Le public n’a pas oublié la Ronde du Sabbat et la Saint-Barthélemy, de M. Louis Boulanger. Tous les reproches adressés à l’auteur de Mazeppa n’ont pu fermer les yeux des artistes et des critiques sur le mérite éminent et réel de ces ardentes créations. Le Feu du Ciel, inspiré, comme la Ronde, par un poème de Victor Hugo, réunit à la verve de cette dernière planche une supériorité incontestable d’exécution. Le sujet est emprunté à la première des Orientales, et le peintre n’est pas demeuré au-dessous du poète.

Plusieurs fois déjà M. Boulanger a puisé à la même source que Victor Hugo, et il a raison selon nous ; car, entre les imaginations poétiques de notre temps, il en est peu, sans doute, qui soient plus directement et plus immédiatement pittoresques. Les Orientales surtout parlent aux yeux bien plus encore qu’à la pensée. C’est, de tous les livres de l’auteur, celui où il a donné le plus d’importance à la partie visible de la poésie : ses précédens recueils, et surtout le dernier, s’adressent plus volontiers au cœur et à l’intelligence.

M. Louis Boulanger, qui sans doute a complété sa première inspiration par une lecture attentive de la Bible, nous paraît avoir compris parfaitement tout ce qu’il y avait de majestueux et de magnifique dans le désastre et l’incendie des deux villes coupables.
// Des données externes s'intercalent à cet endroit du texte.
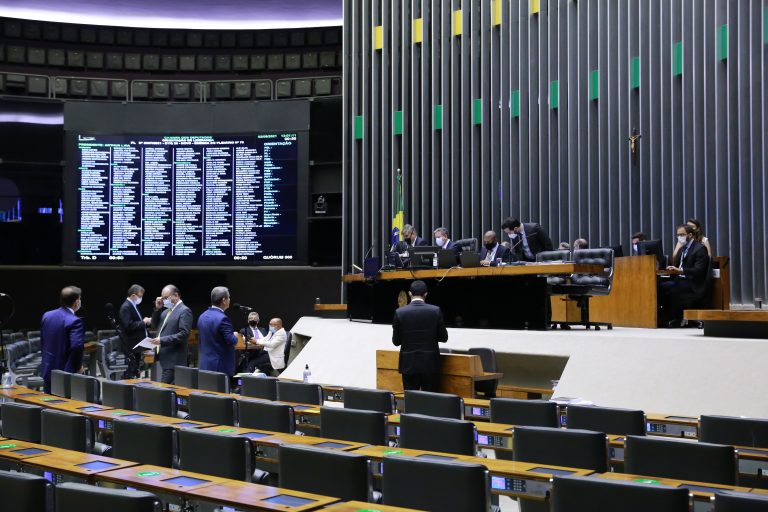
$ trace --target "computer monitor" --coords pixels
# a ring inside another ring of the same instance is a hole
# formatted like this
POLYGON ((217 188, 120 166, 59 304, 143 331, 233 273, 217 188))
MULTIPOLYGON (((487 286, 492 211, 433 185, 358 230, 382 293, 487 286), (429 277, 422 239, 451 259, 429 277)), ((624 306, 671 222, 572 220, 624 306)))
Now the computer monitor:
POLYGON ((606 247, 606 249, 613 249, 613 257, 615 258, 621 258, 624 256, 624 248, 620 245, 609 245, 606 247))
POLYGON ((637 243, 637 254, 644 256, 653 254, 656 256, 659 268, 667 268, 667 257, 661 245, 661 240, 645 240, 637 243))
POLYGON ((400 257, 400 254, 397 252, 388 252, 387 253, 387 266, 382 270, 389 270, 389 269, 395 269, 395 268, 403 268, 403 258, 400 257))
POLYGON ((439 250, 439 247, 432 245, 409 247, 408 259, 411 262, 411 268, 432 268, 432 262, 439 250))

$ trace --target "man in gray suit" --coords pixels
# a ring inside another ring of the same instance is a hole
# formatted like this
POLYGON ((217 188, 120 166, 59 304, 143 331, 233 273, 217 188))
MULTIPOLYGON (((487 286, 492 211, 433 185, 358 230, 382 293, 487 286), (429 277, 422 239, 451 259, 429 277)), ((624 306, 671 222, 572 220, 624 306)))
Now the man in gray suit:
POLYGON ((169 284, 155 299, 152 328, 157 338, 152 343, 160 348, 158 361, 163 368, 162 381, 173 384, 176 365, 186 366, 189 349, 187 339, 192 331, 192 310, 181 302, 179 289, 169 284))

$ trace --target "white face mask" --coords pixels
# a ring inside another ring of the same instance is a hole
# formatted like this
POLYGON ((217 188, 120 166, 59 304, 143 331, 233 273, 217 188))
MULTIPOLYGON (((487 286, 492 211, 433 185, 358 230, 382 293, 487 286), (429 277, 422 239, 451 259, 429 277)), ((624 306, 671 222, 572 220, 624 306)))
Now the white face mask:
POLYGON ((513 232, 512 232, 512 233, 510 233, 508 236, 509 236, 509 239, 510 239, 510 240, 514 240, 515 238, 517 238, 517 233, 515 233, 515 232, 513 231, 513 232))
POLYGON ((688 243, 688 237, 685 237, 685 236, 678 236, 678 237, 677 237, 677 243, 679 243, 680 245, 685 245, 685 244, 687 244, 687 243, 688 243))
POLYGON ((275 329, 274 327, 272 327, 272 326, 270 325, 270 326, 269 326, 269 332, 270 332, 271 334, 275 334, 275 332, 277 332, 277 329, 275 329))
POLYGON ((171 299, 163 299, 163 307, 166 309, 173 308, 173 302, 171 302, 171 299))
POLYGON ((438 247, 442 247, 445 245, 445 238, 438 238, 437 240, 435 240, 435 243, 437 244, 438 247))
POLYGON ((633 250, 634 252, 637 252, 637 244, 632 244, 632 250, 633 250))
POLYGON ((139 304, 141 304, 141 299, 143 299, 143 298, 144 297, 137 297, 136 300, 133 301, 133 303, 138 306, 139 304))

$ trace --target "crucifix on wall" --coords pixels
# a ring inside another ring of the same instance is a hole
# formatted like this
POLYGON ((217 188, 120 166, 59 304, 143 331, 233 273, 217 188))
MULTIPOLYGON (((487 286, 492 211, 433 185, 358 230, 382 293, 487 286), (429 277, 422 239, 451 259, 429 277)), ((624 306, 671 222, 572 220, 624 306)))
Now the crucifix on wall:
POLYGON ((632 152, 632 165, 637 165, 637 150, 640 147, 642 134, 637 132, 637 128, 632 128, 632 135, 629 136, 629 150, 632 152))

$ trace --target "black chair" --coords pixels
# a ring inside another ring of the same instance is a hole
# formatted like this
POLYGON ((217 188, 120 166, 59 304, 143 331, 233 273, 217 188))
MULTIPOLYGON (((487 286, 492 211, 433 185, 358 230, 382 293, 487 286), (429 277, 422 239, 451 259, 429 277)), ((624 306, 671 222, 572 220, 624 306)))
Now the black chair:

Sa composition est immense et gigantesque, et ne sort pas des limites imposées à son art, comme les poèmes de Martin et de Danby.

Le poème de M. Boulanger est de la belle et grande peinture, qui rappelle plus volontiers les Enfers de Rubens que le Jugement de Michel-Ange. Mais cette fois-ci, il s’est tellement approprié la manière du maître, que son Feu du ciel est vraiment une production originale.

Il nous a semblé que les premiers plans auraient été d’un effet plus saisissant et plus sûr, si les dieux de granit, au lieu d’être charnus, modelés et vivans, malgré leurs proportions colossales, avaient été sculptés dans les formes raides et immobiles des idoles égyptiennes. L’opposition aurait été plus marquée, et l’action plus précise.

Mais cette critique, que nous croyons juste, et qui ne s’attaque qu’à un détail, ne diminue en rien le mérite et l’effet du Feu du ciel. C’est une belle et glorieuse réaction contre les hauberts, les corselets et les cuissards, dont la peinture se compose exclusivement depuis quelques années. C’est une création poétique, de recueillement et de solitude, destinée dès aujourd’hui à un grand succès, une belle estampe pour nos salons, et en même temps une œuvre de conscience et d’énergie qui portera ses fruits, un pas éclatant dans la carrière de l’auteur.

Le Feu du ciel doit consoler M. Boulanger de n’avoir pas paru au salon de cette année, et en même temps l’encourager et le soutenir jusqu’au salon de 1832.